When Jesus took the loaves and fishes in the possession of the lad and brought to bear upon them his own marvellous power, the results were great. No one realises what is being accomplished when he assists or influences a boy. I am wondering what that minister, who led Spurgeon to Christ, thinks of his work now that he sees it from the heavenly standpoint, and I have many times thought I should like to ask the business man who spoke to D.L. Moody about his soul, what estimate he puts upon the importance of the work he did that day. To win a boy to Christ may be to turn towards the Master one who may one day move the world for Christ.

A great number of Chinese young men have come from their native land to study in the educational institutions of the United States. Some of them have found Christ in these institutions, others have passed through their course of study and returned to their native land without a hope in the Saviour. What a marvellous work might have been accomplished if the Christian students in these educational institutions had set themselves to win these Chinese boys. The students in China are to have an increasing influence in the Government, and if the majority of them had been led to Christ, the whole Chinese Government might have been powerfully affected. Some years ago there came to the United States a little Chinese boy. He was sent to a New England educational institution, and made his home in the house of a very humble woman. She knew Christ and loved Him, and she recognised the presence of this little boy as presenting an opportunity for service. She treated him as if he were her own child. She mothered him and grew to love him. She taught him how to read the Bible and she told him the story of Jesus and His love. That little boy came to Christ. He passed through the educational institution, went back to China to exercise his strongest influence for righteousness, and has recently been entrusted with the commission of bringing to the United States a number of other Chinese boys, all of whom, it is said, he will place in institutions that are Christian. The poor woman in New England did not realise that when she led one boy to Christ that she was touching forty others. This is the fascination of Christian work.

Some of the noblest men and women the Church has ever known came to Christ in youth. Polycarp, Matthew Henry, Jonathan Edwards, the immortal Watts, John Hall, and a countless host of others who have served conspicuously in the advancement of the Kingdom of God, came to Christ before they were fifteen years of age, some of them coming as early as seven. The lad is here, it will be a pity if we allow him to grow to manhood without a hope in Christ all because we do not seek to win him.

CHAPTER VII

Winning and Holding

"From a child thou hast known the Holy Scriptures, which are able to make thee wise unto salvation through faith which is in Christ Jesus," 2 Timothy iii. 15. Timothy's inheritance was invaluable. His equipment was superb, and his experience from the day of his birth until the end of his life upon earth, ideal. He had a good grandmother. Evidently she influenced him profoundly. I am quite sure that his parents too must have fulfilled their obligations to their child, and in addition to his own immediate ancestry, he had Paul, the Apostle, who looked upon him as a son in the Gospel, and honoured him by sending him his last message when he said, "I have fought a good fight, I have finished my course, I have kept the faith; henceforth there is laid up for me a crown of righteousness, which the Lord, the righteous Judge, shall give me at that day, and not to me only, but to all them also that love His appearing. Do thy diligence to come shortly unto me" 2 Timothy iv. 7-9.

It is a great loss to any child to be deprived of what Timothy had. We may not all be rich, and we certainly cannot all be great, but we may all be true and faithful as parents, and when a child has such an inheritance he is well started in life. It is because children do not have this that many of them drift. Given a good ancestry it is comparatively easy to draw children to Christ, and even to draw them back when once they have wandered. It is the testimony of rescue mission workers that when they have the privilege of appealing to lost and ruined men in the name of a mother who was saintly and a father who was true to Christ, they have a hold upon an almost irresistible force, to bring the wanderer back to the faith of his father and the teaching of his mother.

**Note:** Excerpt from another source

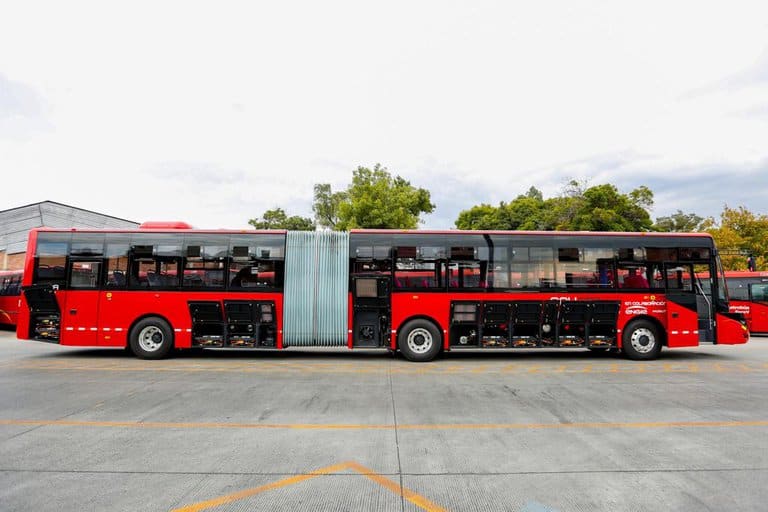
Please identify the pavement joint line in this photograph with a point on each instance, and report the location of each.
(561, 369)
(363, 426)
(406, 473)
(414, 498)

There is the sorest need to-day of a special and continued interest in behalf of our young people. David Starr Jordan is authority for the statement that "one-third of the young men of America are wasting themselves through intemperate habits and accompanying vices," the conditions in other lands are also very serious. The secretary of the College Association of North America has been quoted as saying that there are twelve thousand college men in New York City alone who are down and out through vice. "Talk of the ravages of war. The ravages of war, pestilence and disease combined are as nothing compared with the awful moral ravages wrought in the teen period. The shores are strewn thick with the wasted lives of those who have been wrecked in youth."

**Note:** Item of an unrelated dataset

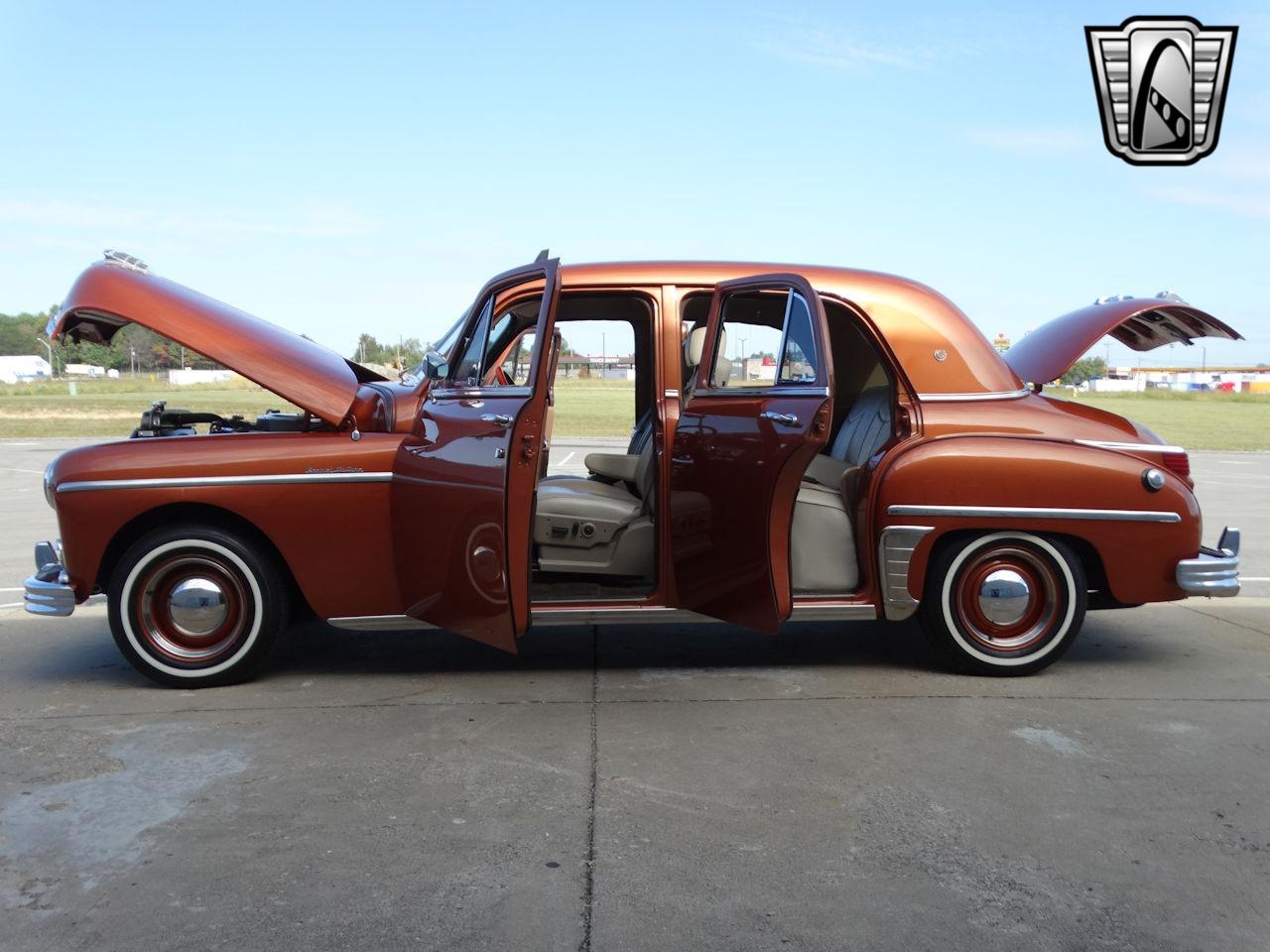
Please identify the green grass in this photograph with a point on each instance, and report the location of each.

"We have been seeking results too far afield and overlooking great opportunities near at hand. If you take a census of a Christian congregation and ask those who were converted before their eighteenth birthday to rise, five-sixths of your congregation will stand. This means that five-sixths of all the people who give themselves to Christ do it on the under side of the eighteenth year. Put beside this the fact that we have more than 12,000,000 children and youth in the Protestant Sunday Schools of America under eighteen years of age and you will see that our great evangelistic opportunity does not lie outside of the Church, but inside, in the Sunday School department. Here we have a vast army, ready and waiting for the Christian call."[1]